Josefina stierf op 36-jarige leeftijd, net voordat ze vier jaar trouwde, in 1900. In 1901 richtte ze de “Revista Cuencana” op, die actief was tot 1910. In 1904 schreef ze de tekst van de Cuenca-hymne.

Hij reisde in 1910 als ambassadeur naar Chili, waar hij een jaar verbleef om de betrekkingen met dat land te versterken. Bij zijn terugkeer werd hij op 10 januari 1911 benoemd tot rector van de Universiteit van Cuenca, een functie die hij bekleedde tot aan zijn dood op 30 januari 1912..

Na een zeer uitgebreide politieke, educatieve en literaire carrière stierf hij op 30 januari 1912 op 78-jarige leeftijd in de stad Cuenca..
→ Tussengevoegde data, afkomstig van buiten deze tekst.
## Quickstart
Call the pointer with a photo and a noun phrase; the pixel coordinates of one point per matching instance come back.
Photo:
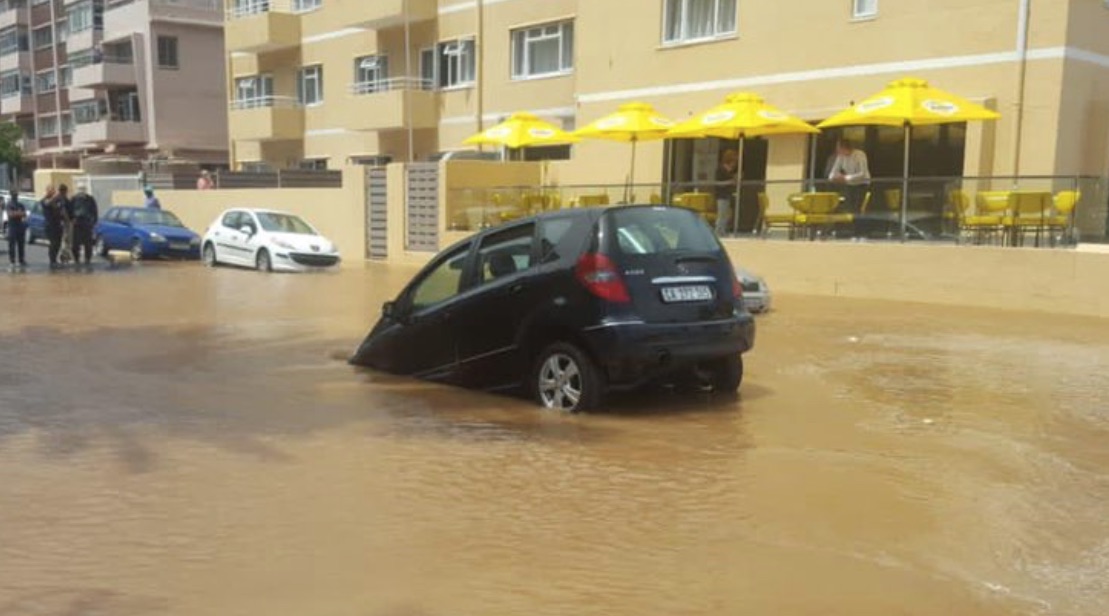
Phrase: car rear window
(659, 231)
Gepubliceerde literaire werken

Een groot deel van zijn uitgebreide geschreven werk werd tijdens zijn leven gepubliceerd, waaronder we kunnen noemen:

  • Een excursie naar Gualaquiza in 1875.
  • Het afscheid van de Indi in 1875.
  • Twee liedjes voor de Latin-race in 1883.
  • Corrigeer degene die zich niet vergist en patriottische herinneringen, in 1883.
  • Ontslagen in 1883.
  • Rinimi, Llacta: Quichua-compositie waarin een Azuay-indiaan klaagt over zijn tegenslagen, in 1884.
  • Het vaarwel in 1891, opgedragen aan zijn eerste vrouw.
  • Quichua-Spaans en Spaans-Quichua Dictionary, waarmee hij in 1892 een prijs won op de Internationale Tentoonstelling van Madrid.
  • Ecuador in Chicago in 1894.
  • Ernstige poëzie, 1895.
  • Grappige gedichten, 1895.
  • Aan mijn medeburgers. Gedetailleerde uiteenzetting van wat er gebeurde in de verfoeilijke affaire van het Esmeralda-cruiseschip, 1896.
  • Josefina Espinoza de Cordero: boek van zijn wezen, in 1900, opgedragen aan zijn tweede vrouw.
  • American Linguistics Study.
  • Rocafuerte: Patriot en weldoener, in 1902.
  • Onze kwestie van grenzen, in 1903

Andere geschriften, meestal gedichten, werden na zijn dood in de 20e eeuw gepubliceerd. Onder hen:

  • Prayer vocatives (1928)
  • My Gospel (1943)
  • Katholieke actie in iemands omgeving (1944)
  • Verdedig de taal (1944)
  • Definitie van uw geheugen (1948)
  • Botanische opsomming van de eerste planten (1950)
  • Bolívar (gedichten uit zijn visum en werk) (1951)
  • Iridescence of the Public Path (1957)
  • Marcelino Menéndez y Pelayo (1957)
  • Sacramental en Florida Easter (1964)
  • Aanwezigheid van Cuenca-poëzie (1969)
  • Cuenca, een schijn van een stad (1971)
  • Voetafdrukken van een rollator (1973)
  • Kustlandschappen (1975)
  • Van de groef naar de top (1979)
  • De volheid van de oren (1982)
  • Lyrisch brevier (2000)
  • Liefdesgedichten (2007)

Referenties

  1. Cárdenas Reyes, María Cristina. (2010). President Luis Cordero over het eerste eeuwfeest van de onafhankelijkheid van Chili. DE Nieuwsbrief. Nr. 5: 1-6.
  2. Cárdenas Reyes, María Cristina, regio en nationale staat. Het Azuayo-progressivisme van de 19e eeuw (1840-1895). Nationale Academie voor Geschiedenis, Ecuador / Pablo de Olavide University, Quito, 2006.
  3. L.R., Geschiedenis van de Republiek Ecuador, T. III (1876-1900). Drukkerij van de geestelijkheid, Quito, 1938.
  4. Wikipedia-bijdragers. (2018, 10 oktober). Luis Cordero Crespo. In Wikipedia, de gratis encyclopedie. Opgehaald op 22 oktober 2018 om 04:52 uur.
  5. Gallo Almeida, Luis. (1921). Samenvatting van de Ecuadoriaanse literatuur. Catholic Press. Ecuador.

Niemand heeft nog op dit artikel gereageerd.